Wat is de uitspraak?
Een woningcorporatie verhuurt appartementen in een gebouw dat ook koopappartementen bevat. Eén van de huurders hangt een schotelantenne op. De huurovereenkomst heeft geen specifiek schotelantenne-verbod. Het huishoudelijk reglement van de Vereniging van Eigenaren (VvE) heeft dat wel. Dit reglement verbiedt plaatsing van schotelantennes op of aan het gebouw. De woningcorporatie start een gerechtelijke procedure om de schotelantenne te verwijderen en beroept zich op de bepaling uit het huishoudelijk reglement van de VvE. De corporatie stelt dat zij als mede-eigenaar van het complex moet voldoen aan de regels van de VvE. De rechter moet beoordelen of dit huishoudelijk reglement ook voor huurders geldt. Het gerechtshof vindt van wel. In het Burgerlijk Wetboek staat namelijk dat voorschriften van ‘het reglement’ over het gebruik, beheer en onderhoud van het pand ook van toepassing zijn op de gebruiker, zoals een huurder. Hier wordt met het reglement het splitsingsreglement bedoeld.
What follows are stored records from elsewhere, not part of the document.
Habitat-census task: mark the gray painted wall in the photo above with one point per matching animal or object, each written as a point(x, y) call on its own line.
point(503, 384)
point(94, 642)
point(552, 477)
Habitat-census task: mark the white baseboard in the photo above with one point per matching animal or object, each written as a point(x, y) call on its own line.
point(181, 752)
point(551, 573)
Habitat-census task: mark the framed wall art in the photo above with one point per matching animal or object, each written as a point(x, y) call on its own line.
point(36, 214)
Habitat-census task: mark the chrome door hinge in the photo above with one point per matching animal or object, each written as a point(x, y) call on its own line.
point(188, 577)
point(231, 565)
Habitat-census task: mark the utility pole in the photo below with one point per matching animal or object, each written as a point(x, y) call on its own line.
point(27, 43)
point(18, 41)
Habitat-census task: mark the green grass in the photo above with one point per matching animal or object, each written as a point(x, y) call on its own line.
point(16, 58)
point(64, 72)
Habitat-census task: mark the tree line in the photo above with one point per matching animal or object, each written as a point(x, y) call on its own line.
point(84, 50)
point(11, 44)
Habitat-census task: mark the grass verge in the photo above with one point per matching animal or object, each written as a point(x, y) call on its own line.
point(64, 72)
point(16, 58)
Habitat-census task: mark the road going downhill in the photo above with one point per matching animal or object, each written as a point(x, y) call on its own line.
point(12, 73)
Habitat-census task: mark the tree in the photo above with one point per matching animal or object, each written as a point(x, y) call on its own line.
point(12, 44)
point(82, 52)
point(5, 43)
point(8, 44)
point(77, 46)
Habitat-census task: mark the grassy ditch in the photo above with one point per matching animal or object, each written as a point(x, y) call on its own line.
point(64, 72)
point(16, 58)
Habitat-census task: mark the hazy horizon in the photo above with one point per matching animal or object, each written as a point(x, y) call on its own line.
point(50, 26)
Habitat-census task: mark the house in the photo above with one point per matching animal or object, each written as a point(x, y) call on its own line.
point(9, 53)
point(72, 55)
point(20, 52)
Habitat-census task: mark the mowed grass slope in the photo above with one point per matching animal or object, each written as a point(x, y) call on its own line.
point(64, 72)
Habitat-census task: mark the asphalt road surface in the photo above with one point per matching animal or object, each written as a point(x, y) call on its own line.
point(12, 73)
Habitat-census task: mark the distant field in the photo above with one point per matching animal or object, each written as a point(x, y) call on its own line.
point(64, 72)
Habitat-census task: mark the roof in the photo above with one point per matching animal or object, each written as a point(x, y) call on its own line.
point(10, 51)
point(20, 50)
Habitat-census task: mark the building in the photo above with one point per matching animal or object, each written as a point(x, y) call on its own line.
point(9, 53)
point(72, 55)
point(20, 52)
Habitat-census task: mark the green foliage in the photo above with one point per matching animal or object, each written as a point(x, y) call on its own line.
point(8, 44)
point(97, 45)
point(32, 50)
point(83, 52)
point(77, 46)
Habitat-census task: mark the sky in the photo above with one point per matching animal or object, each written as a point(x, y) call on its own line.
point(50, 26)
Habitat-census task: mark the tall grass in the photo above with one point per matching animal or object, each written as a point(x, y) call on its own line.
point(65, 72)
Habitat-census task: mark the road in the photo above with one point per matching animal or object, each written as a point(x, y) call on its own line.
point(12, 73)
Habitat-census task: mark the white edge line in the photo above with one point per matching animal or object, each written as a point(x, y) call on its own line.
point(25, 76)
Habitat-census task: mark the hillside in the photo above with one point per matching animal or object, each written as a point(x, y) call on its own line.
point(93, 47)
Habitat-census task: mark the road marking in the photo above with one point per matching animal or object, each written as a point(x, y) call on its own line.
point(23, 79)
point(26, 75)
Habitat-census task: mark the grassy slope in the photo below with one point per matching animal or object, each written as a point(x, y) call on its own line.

De Hoge Raad gaat vervolgens een stap verder dan het gerechtshof en maakt een strikt onderscheid tussen het splitsingsreglement en het huishoudelijk reglement. Dat laatste is niet zonder meer ook van toepassing op de huurder, aldus de Hoge Raad.
Wat zijn de praktische gevolgen?
Huurders zijn zelf geen lid van de VvE. De corporatie wel, als eigenaar van de verhuurde appartementen. Alle eigenaren moeten zich houden aan het splitsingsreglement van de VvE en de (huishoudelijke) reglementen die hieruit voortvloeien. In een huishoudelijk reglement staan vaak voorschriften over het gebruik van het gebouw, bijvoorbeeld over vuilnisafvoer, gebruik van gemeenschappelijke ruimten en het voorkomen van overlast. Wil een corporatie dat een huishoudelijk reglement ook geldt voor de huurder, dan is het verstandig dit in de huurovereenkomst op te nemen.
Hoge Raad, 10 februari 2012, LJN: BU8174
Tanja de Groot
Dit artikel is tevens gepubliceerd in Aedes-Magazine 3/2012.